2008 Fiscal Year Annual Research Report
第二次世界大戦期におけるバルト諸国の併合問題、1939-1940年
Project/Area Number |
18730121
|
Research Institution | J. F. Oberlin University |
Principal Investigator |
大中 真 J. F. Oberlin University, 人文学系, 准教授 (70310331)
|
Keywords | 外交史 / 国際関係史 / バルト諸国 / 第二次世界大戦 / 冷戦 |
Research Abstract |
今年度交付申請書に計画したとおり、2008年8月に現地調査を実施した。すなわちラトヴィアの首都リーガにある占領博物館を訪問、館員の学芸員とインタビューを行い、展示内容や博物館が果たす役割について質問を行った。学芸員の案内で館内の展示をくまなく調査し、ラトヴィアで第二次世界大戦とナチス=ドイツおよびソ連邦による占領をどのように若い世代に伝えているのかを聞き取りした。同時にリーガにある戦争博物館等の他の施設を訪問、また在リーガ日本大使館も訪ね、臨時代理大使から最近のラトヴィア情勢について意見を伺った。次に隣国エストニアの首都タリンの占領博物館を訪問、館長と直接インタビューを行った。博物館の設立経緯、展示の意義、若い世代への教育などについて、広範囲にまた率直な意見を聞くことができた。
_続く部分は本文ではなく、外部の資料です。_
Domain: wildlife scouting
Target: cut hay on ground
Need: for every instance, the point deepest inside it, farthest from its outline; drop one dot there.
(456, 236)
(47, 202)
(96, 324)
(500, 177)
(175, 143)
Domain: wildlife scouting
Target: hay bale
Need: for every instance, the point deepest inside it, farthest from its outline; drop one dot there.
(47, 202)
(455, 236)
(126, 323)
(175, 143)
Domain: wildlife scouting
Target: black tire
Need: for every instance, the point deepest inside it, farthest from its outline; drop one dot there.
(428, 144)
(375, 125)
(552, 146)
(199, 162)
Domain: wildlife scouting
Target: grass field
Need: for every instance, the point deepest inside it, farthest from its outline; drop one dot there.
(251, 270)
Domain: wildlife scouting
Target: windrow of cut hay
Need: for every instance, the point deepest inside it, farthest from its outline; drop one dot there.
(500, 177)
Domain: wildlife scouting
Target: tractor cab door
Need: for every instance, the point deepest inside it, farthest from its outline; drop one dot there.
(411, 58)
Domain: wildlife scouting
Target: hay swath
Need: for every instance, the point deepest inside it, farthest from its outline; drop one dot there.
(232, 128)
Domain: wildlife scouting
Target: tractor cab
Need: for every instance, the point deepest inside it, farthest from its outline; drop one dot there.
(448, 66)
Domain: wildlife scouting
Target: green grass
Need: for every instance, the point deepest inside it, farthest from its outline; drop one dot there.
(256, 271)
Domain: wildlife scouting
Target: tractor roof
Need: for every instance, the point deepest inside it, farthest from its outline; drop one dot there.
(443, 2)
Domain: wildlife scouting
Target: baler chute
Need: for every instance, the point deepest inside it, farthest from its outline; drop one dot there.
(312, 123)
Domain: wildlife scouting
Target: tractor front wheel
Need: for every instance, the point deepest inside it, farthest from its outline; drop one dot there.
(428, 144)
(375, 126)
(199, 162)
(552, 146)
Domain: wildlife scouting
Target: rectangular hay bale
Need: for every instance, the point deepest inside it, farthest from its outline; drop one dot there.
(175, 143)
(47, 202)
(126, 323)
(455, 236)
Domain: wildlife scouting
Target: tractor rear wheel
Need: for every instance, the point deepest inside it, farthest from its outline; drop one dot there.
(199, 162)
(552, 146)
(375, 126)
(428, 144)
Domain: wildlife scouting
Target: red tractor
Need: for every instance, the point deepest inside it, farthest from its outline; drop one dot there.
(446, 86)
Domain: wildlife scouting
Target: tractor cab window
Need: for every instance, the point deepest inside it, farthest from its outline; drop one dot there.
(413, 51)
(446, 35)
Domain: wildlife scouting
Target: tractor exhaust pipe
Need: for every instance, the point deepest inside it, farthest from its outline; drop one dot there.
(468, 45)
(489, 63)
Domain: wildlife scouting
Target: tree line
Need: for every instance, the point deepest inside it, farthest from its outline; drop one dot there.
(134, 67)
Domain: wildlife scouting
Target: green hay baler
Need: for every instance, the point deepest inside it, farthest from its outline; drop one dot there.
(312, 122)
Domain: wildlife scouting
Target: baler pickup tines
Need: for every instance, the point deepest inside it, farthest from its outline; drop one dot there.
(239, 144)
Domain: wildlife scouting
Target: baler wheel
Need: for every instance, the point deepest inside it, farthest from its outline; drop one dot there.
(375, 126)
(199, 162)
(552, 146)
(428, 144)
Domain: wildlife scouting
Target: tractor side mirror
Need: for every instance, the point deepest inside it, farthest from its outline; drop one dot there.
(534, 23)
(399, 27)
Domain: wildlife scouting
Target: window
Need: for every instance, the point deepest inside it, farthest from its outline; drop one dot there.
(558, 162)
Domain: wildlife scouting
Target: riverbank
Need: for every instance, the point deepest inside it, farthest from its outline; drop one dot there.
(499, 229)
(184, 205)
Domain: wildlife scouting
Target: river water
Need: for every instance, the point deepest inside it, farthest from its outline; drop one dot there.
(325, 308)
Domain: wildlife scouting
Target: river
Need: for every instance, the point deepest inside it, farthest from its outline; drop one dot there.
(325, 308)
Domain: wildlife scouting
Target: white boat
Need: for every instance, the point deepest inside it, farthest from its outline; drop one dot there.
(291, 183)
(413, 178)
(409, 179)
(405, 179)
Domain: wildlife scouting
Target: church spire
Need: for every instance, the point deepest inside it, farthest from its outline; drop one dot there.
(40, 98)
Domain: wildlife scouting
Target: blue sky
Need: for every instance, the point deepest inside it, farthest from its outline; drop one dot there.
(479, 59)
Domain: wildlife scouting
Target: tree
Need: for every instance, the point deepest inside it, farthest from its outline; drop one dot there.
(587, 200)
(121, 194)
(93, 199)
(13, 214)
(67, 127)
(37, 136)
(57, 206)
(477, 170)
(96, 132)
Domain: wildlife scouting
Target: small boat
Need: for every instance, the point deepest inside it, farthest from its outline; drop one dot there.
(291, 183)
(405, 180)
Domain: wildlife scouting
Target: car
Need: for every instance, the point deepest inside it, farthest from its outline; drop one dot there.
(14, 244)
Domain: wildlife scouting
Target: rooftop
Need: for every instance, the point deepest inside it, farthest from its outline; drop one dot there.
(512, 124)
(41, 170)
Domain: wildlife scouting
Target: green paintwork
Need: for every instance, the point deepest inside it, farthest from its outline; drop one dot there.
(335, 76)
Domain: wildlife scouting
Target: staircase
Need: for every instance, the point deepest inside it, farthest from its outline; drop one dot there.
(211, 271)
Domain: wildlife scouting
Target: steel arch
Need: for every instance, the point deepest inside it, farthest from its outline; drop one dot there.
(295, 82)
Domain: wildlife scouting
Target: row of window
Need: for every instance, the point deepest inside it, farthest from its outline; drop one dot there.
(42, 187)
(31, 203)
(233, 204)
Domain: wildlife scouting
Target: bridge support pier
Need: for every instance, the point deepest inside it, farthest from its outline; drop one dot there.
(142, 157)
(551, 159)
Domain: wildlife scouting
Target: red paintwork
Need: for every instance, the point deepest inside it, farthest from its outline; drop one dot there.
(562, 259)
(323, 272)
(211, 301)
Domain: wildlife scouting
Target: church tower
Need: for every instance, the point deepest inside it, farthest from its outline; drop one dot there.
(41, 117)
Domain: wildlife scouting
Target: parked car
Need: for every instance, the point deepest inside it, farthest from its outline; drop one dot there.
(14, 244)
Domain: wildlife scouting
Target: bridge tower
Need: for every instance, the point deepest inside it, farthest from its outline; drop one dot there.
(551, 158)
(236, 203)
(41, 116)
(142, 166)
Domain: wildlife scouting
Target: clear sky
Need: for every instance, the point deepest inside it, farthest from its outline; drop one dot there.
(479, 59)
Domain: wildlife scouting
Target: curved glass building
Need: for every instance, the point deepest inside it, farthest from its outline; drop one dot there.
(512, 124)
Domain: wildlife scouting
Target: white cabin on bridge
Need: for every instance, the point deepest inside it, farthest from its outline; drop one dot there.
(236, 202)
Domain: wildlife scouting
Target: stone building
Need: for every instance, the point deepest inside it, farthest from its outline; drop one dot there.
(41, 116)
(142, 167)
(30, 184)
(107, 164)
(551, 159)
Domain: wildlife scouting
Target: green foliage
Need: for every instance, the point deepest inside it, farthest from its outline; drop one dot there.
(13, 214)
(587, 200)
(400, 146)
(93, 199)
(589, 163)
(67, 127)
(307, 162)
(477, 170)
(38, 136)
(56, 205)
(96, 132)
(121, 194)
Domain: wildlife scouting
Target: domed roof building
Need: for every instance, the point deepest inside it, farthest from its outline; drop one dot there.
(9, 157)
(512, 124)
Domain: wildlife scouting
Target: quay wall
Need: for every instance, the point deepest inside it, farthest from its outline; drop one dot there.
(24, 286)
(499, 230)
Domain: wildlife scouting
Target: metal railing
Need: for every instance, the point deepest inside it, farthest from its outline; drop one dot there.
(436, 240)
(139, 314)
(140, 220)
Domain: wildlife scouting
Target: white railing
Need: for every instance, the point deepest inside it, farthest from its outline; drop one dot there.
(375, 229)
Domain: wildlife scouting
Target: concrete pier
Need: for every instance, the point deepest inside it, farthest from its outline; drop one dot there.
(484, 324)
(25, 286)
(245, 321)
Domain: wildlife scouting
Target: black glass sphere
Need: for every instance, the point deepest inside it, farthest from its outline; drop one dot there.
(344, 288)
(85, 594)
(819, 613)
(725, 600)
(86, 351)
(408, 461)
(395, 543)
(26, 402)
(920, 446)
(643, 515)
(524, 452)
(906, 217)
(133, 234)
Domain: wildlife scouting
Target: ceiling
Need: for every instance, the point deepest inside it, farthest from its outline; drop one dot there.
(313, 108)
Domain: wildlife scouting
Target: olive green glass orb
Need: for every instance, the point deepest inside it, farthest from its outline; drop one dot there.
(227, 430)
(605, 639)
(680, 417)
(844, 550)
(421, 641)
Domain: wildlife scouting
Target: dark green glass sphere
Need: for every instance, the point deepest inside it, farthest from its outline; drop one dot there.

同時に展示物、歴史的に貴重な映像フィルムを見学した。さらに在タリン日本大使館を訪ね、臨時代理大使と面会し、エストニアとロシアの情勢などについて貴重な話を伺った。また対ロシア関係を大きく動揺させた歴史記念碑である「兵士の像」を現場に訪ね、郊外の国立共同墓地に独立以来のエストニア国家元首の墓を訪れて調査を行い、タリン旧市街地区の歴史記念物(独立と併合に関するもの)も直接調査確認した。タルトゥ大学にも足を延ばし、大学関係者と面会して本館のホールなどを特別に見学したほか、大学の近況について意見交換を行った。このように、研究費の最後の年にエストニアとラトヴィアを直接訪れ、多くの関係者に会い、また現場を訪ね、貴重な知見を得た。両国では、それぞれ書店にて、日本では入手できない研究書多数を購入することもできた。改めて、今年度も科研費を交付されたことに感謝したい。研究成果について、その一部は今年度も刊行することができたが、さらに今後、様々な場での発表および刊行を予定している。